15 thoughts on “Brewing Red Barrel, Watney’s Keg”

    1. Ed — thanks, yes, just had the typo pointed out on Twitter and fixed it.

      What’s your best guess as to what’s going on re: mash temp? Am I right in thinking that it would normally be to achieve body at lower ABV…?

  1. Yes, but…the also add enzymic malt, and (I assume) enzymic malt extract which work in the opposite direction! I suppose the two do balance out but it’s still a bit odd.

  2. So about all those crazy CAMRA traditionalists with their ridiculous thin-end-of-the-wedge arguments about how if we accept craft keg then we’ll all be drinking Red Barrel again by Christmas…

  3. I assume the water adjustments are calculated to adjust your water to theirs? Rather than just copying what they did to their water? I should imagine that Cornish water is chemically significantly different to
    Watneys water …

    1. Sam — that’s the specification they give for where the water should *end up*. Red Barrel was brewed up and down the country and presumably each plant knew what to do, if anything, to get their water to 40 grains per gallon sulphates/ 35 grains per gallon chlorides.

  4. http://www.brewerylane.com/sugarsum.html

    Re liquid candy, I’d think it likely it is a solution of “candy sugar”, see entry in above link.

    These notes are absolutely superb and the virtally all-malt content and impressive hop rate make for a beer which should be very drinkable indeed. One presumes it was pasteurized but current efforts needn’t be if the beer is for local or rapid consumption, and it would be all the better for it. If you try this B&B would be much interested in your report.

    Gary

    1. The original document says just ‘enzymic’, which we think is synonymous with enzymatic, which we *think* is synonymous with acid malt based on nothing more than a bit of Googling. (I’ve amended the post to correct the spelling and add ‘?’.)

      Bits and pieces (in blasted snippet view) from Google Book suggest it was used to adjust mash pH.

      1. Enzymic and acid malt are different things.

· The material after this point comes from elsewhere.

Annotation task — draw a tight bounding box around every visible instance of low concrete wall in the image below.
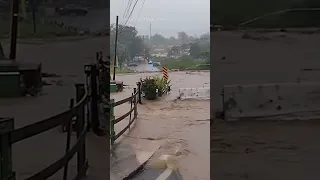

The malt extract will also be enzymic, which is why it’s added to the mash. I seem to remember Graham Wheeler saying British brewers got paranoid about the low diastatic enzyme levels in their malt compared to malt made from US six row barley or continental lager malt, so the added enzymic malt extract to the mash to ensure starch conversion (even though it was unnecessary).

    1. There’s a real sense that this was the flagship product — it gets by far the biggest and most comprehensive QC instructions.